LONDON (REUTERS) - Britain's housing market showed signs of a slowdown in May as fast-rising inflation and higher interest rates tightened the financial squeeze for many households, according to a survey published on Thursday (June 9).
The Royal Institution of Chartered Surveyors (RICS) said its new buyers gauge fell to minus seven from plus 8 in April, the first time it turned negative in nine months.
"The increase in the cost of mortgage finance alongside growing concerns about the economic outlook is unsurprisingly having an impact, albeit a relatively modest one at this point," RICS chief economist Simon Rubinsohn said.

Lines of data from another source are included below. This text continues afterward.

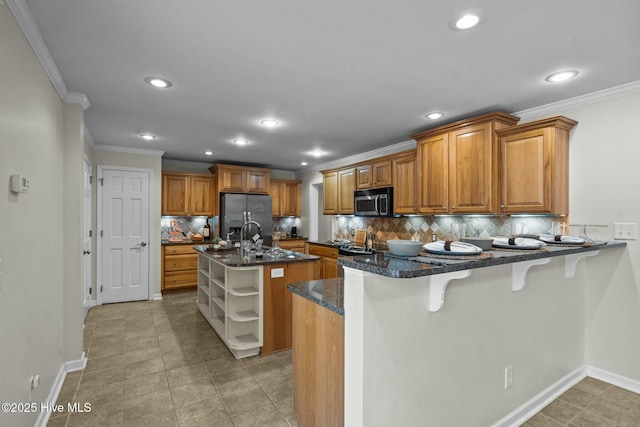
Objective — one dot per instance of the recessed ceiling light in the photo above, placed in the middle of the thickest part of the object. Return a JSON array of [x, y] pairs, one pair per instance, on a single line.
[[435, 115], [269, 123], [147, 136], [467, 21], [317, 153], [158, 82], [561, 76]]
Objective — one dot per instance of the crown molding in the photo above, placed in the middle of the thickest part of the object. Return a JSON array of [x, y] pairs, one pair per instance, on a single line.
[[27, 23], [88, 138], [579, 101], [130, 150]]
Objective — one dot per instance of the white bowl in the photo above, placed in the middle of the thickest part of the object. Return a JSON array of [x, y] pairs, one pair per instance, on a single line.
[[404, 247]]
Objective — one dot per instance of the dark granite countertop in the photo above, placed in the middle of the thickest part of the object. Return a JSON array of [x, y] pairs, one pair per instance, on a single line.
[[386, 264], [232, 258], [329, 293]]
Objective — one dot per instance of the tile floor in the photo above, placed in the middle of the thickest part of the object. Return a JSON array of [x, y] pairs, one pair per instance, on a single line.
[[591, 403], [158, 363]]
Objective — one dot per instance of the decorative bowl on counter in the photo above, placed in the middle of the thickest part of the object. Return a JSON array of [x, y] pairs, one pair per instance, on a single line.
[[483, 243], [404, 247]]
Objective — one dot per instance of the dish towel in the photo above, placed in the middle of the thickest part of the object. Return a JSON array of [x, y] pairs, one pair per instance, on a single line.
[[562, 239], [518, 242], [453, 247]]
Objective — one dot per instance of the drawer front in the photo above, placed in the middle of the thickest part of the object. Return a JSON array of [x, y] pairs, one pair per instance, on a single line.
[[179, 250], [323, 251], [180, 279], [180, 262]]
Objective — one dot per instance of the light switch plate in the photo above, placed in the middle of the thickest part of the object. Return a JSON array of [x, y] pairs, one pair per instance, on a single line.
[[625, 231]]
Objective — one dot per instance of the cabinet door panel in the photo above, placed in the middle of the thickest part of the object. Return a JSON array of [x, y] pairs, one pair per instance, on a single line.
[[404, 185], [201, 198], [330, 193], [381, 173], [470, 167], [291, 203], [524, 161], [433, 172], [346, 187], [175, 193]]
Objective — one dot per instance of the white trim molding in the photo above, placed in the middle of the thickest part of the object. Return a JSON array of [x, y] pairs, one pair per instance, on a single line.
[[27, 23], [130, 150], [579, 101]]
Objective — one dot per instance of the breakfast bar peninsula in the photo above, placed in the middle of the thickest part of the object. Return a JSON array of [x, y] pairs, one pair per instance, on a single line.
[[433, 341]]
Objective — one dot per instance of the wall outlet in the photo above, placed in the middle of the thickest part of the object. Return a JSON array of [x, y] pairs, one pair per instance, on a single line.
[[625, 231], [508, 376]]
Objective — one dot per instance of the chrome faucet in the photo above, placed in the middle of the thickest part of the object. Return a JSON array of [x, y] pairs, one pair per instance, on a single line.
[[242, 231]]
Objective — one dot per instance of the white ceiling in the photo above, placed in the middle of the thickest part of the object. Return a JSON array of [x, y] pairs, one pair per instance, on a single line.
[[342, 76]]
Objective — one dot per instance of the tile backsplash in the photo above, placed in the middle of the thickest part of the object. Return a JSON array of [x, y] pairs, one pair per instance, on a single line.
[[195, 224], [423, 227]]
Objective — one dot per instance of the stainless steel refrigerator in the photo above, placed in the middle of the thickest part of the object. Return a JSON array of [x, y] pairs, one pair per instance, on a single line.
[[234, 208]]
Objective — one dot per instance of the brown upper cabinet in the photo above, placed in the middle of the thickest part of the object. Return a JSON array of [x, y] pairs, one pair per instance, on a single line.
[[404, 170], [457, 165], [534, 167], [285, 197], [186, 194], [241, 179], [374, 175], [338, 188]]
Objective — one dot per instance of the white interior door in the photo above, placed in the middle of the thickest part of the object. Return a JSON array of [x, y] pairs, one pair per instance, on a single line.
[[125, 234], [86, 236]]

The Bank of England has raised interest rates four times since December and is expected to do so again next week, taking the bank rate to 1.25 per cent, despite a weak outlook for economic growth.
The Organisation for Economic Cooperation said on Wednesday that Britain's economy would grow by 3.6 per cent this year before flatlining at 0 per cent next year, the weakest forecast for 2023 among all countries in the Group of 20 major economies, with the exception of Russia.
RICS said expectations for residential property sales over the next three to 12 months deteriorated after showing little change in May.
Prices were propped up by the longstanding shortage of properties coming onto the market.
RICS said there was a difference of plus 73 percentage points between the proportion of surveyors reporting rising prices and those reporting a fall. That was down from minus 80 in April but was in line with the average over the last six months.
A Reuters poll of economists had pointed to a smaller fall to plus 76.
Further ahead, a net balance of plus 42 saw house prices being higher in a year's time, the weakest reading since January 2021.
Data published on Wednesday by mortgage lender Halifax showed that the annual pace of house price increases in Britain slowed in May for the third month in a row.